Status: active
When to use this runbook: deploying log aggregation for a Powernode environment, adding a new service to log routing, debugging why expected logs aren't showing up in Grafana.
- Stack overview
- Loki + Promtail deployment
- Grafana datasource wiring
- Retention
- Log labels and queries
- Application logging conventions
- Metrics (Prometheus)
- Troubleshooting
Powernode ships configuration scaffolding for a Grafana-Loki-Promtail-Prometheus stack. Operators run the actual containers themselves — the repo does not deploy them.
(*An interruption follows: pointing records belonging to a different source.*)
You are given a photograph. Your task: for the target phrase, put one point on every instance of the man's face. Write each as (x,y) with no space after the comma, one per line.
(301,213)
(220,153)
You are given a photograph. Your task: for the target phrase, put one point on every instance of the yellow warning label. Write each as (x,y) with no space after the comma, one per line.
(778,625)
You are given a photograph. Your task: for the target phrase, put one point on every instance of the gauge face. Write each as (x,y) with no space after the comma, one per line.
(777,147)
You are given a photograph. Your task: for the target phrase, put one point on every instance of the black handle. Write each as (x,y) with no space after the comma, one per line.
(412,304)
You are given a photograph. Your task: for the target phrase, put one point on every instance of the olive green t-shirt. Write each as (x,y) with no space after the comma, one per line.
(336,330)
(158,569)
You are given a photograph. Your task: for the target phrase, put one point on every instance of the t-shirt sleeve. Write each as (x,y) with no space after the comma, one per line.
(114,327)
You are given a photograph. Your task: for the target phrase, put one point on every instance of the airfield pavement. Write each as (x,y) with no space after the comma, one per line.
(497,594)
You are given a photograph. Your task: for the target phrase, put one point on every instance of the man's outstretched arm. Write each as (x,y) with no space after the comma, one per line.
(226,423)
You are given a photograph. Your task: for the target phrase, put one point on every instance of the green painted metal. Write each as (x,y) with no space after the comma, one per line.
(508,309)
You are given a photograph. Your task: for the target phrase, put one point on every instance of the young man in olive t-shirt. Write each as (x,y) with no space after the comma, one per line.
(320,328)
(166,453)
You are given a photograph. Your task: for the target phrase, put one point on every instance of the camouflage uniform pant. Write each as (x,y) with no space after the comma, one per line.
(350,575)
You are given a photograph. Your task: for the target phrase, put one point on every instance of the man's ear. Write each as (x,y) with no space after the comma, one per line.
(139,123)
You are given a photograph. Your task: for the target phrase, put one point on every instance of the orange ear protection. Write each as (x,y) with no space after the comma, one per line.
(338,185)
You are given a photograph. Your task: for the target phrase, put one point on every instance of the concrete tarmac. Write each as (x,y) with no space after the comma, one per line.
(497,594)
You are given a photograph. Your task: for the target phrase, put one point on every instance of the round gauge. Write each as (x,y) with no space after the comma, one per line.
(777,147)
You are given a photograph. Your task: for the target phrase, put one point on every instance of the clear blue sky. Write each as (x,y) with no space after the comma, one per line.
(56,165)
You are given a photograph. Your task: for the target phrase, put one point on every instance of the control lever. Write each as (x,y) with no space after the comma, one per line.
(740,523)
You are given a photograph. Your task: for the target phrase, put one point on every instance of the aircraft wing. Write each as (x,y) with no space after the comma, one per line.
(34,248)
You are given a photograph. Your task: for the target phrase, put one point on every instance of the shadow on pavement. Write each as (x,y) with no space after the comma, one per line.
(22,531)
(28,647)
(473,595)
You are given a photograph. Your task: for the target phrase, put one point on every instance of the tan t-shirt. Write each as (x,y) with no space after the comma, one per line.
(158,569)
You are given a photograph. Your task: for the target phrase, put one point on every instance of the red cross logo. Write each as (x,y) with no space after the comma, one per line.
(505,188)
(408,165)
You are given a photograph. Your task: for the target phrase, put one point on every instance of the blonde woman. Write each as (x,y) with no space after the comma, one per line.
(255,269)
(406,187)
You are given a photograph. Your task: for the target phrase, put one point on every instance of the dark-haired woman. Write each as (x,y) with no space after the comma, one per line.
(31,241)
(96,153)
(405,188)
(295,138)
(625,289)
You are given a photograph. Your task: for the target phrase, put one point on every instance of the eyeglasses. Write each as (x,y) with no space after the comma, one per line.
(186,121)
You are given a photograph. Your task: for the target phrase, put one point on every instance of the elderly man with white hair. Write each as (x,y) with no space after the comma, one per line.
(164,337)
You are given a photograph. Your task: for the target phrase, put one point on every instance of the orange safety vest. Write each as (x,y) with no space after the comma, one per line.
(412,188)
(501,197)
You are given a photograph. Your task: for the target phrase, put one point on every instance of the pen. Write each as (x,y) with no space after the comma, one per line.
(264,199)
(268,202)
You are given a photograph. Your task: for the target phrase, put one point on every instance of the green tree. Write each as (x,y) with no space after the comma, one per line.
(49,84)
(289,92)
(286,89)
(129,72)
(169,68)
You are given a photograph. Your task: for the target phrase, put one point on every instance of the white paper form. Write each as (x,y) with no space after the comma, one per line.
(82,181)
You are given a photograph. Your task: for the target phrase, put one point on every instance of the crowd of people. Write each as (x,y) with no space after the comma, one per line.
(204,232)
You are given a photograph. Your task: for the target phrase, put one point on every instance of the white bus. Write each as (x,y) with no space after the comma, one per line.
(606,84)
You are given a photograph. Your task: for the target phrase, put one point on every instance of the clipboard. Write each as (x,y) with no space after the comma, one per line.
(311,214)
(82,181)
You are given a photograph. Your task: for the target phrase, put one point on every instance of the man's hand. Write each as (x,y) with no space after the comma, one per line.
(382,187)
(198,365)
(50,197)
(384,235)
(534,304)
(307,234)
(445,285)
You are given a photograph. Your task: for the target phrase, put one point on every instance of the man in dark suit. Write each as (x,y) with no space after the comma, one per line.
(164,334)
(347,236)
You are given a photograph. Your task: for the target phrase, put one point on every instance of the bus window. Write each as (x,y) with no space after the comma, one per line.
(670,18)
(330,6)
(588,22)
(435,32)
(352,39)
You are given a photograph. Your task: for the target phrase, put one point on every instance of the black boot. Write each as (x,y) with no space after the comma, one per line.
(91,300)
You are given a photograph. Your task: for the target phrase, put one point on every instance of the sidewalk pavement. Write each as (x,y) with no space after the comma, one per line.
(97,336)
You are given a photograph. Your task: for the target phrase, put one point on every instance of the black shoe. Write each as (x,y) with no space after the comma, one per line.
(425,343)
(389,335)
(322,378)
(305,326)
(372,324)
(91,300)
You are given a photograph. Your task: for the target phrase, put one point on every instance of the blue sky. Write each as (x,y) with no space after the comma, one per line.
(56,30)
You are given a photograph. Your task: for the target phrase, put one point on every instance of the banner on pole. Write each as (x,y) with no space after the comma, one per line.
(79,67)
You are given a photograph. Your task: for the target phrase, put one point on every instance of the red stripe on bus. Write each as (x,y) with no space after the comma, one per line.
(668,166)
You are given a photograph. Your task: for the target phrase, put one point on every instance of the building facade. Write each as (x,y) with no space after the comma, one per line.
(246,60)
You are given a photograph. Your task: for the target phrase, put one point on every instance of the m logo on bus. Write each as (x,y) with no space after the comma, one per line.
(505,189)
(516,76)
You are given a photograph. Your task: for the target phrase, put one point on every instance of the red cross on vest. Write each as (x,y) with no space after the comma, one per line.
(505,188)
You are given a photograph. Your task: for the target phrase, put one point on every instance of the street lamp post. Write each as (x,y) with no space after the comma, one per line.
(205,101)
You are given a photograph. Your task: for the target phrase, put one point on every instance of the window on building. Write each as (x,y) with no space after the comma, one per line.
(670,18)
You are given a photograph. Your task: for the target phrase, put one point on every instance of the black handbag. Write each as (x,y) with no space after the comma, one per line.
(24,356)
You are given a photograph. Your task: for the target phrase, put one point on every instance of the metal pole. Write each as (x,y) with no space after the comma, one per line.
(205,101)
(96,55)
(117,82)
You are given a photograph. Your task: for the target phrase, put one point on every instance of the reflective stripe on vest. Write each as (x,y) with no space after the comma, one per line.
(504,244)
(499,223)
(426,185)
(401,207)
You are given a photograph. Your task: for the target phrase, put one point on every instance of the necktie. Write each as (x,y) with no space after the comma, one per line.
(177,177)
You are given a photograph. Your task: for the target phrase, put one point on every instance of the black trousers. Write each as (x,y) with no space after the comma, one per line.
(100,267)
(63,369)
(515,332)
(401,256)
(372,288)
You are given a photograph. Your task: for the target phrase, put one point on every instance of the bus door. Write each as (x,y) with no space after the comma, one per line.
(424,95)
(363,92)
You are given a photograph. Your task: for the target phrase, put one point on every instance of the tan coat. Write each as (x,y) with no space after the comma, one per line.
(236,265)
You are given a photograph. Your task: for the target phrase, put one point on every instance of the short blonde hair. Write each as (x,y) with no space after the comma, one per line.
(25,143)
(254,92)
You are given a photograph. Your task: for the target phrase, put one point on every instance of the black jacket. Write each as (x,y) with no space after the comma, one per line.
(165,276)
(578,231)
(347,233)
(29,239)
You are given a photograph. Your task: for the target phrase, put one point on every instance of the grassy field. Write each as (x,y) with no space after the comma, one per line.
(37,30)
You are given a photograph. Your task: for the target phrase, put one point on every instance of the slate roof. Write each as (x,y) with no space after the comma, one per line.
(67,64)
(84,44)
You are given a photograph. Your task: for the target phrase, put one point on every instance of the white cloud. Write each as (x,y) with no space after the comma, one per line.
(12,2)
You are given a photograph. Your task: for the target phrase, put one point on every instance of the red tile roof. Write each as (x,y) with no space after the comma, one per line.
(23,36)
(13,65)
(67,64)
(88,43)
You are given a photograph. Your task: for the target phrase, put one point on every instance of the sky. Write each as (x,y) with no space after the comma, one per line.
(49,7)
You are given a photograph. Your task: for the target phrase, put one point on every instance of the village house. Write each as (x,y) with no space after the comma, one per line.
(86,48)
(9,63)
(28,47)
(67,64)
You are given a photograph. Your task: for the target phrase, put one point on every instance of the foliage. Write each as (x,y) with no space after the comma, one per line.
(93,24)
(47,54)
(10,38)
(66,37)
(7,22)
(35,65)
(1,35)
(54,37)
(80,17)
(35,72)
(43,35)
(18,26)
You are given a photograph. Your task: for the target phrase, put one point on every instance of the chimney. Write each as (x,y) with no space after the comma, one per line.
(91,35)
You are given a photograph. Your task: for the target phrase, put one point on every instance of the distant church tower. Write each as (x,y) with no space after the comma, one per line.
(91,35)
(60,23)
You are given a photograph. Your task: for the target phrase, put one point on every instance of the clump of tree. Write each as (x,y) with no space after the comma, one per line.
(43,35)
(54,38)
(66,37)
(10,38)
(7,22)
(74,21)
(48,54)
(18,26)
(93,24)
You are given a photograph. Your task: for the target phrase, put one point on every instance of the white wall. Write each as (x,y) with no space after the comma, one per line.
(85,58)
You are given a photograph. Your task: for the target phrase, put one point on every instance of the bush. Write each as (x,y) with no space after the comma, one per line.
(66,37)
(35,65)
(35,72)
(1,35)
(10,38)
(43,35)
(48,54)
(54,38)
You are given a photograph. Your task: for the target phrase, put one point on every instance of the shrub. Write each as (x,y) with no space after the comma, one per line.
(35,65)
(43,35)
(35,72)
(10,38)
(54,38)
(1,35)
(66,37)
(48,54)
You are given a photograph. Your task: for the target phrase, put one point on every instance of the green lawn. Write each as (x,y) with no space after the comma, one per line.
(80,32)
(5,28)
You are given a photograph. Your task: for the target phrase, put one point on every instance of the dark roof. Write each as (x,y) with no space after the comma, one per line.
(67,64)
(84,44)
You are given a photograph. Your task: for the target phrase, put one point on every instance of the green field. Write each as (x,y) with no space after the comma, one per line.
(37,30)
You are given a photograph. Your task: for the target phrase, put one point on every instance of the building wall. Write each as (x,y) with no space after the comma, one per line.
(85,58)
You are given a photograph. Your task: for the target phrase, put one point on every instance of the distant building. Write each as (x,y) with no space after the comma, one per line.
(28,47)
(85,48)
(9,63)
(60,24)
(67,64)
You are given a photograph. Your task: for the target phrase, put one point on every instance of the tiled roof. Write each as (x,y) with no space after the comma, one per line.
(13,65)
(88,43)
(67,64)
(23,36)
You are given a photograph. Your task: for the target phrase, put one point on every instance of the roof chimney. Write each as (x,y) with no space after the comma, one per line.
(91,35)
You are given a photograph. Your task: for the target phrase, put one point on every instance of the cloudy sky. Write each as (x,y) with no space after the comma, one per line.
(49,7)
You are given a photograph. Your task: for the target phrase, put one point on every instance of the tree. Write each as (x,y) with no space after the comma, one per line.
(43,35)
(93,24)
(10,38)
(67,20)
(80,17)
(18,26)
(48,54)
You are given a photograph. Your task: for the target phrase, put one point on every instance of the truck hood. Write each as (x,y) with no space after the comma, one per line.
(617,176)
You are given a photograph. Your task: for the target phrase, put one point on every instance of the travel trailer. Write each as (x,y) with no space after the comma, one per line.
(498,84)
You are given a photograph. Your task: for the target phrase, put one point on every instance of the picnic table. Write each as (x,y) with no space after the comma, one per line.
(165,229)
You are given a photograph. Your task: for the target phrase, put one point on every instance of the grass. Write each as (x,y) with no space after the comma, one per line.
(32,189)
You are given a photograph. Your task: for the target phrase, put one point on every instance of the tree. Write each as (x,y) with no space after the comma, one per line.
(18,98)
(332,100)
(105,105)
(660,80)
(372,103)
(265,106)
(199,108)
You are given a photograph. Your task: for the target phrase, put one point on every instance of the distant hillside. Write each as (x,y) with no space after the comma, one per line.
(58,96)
| Component | Repo config | Role |
|---|---|---|
| Loki | configs/logging/loki-config.yml |
Log storage + query (port 3100) |
| Promtail | configs/logging/promtail-config.yml |
Log shipper, reads the systemd journal + service log files (port 9080) |
| Grafana | configs/monitoring/grafana-datasources.yml, configs/monitoring/grafana-dashboards.yml |
UI + alerting |
| Prometheus | (operator-deployed) | Metrics scrape + storage (port 9090, default Grafana datasource) |
The configs assume single-node defaults (replication_factor: 1, filesystem storage). For multi-host fleets, scale via the Loki microservices mode — repo configs are operator-extensible.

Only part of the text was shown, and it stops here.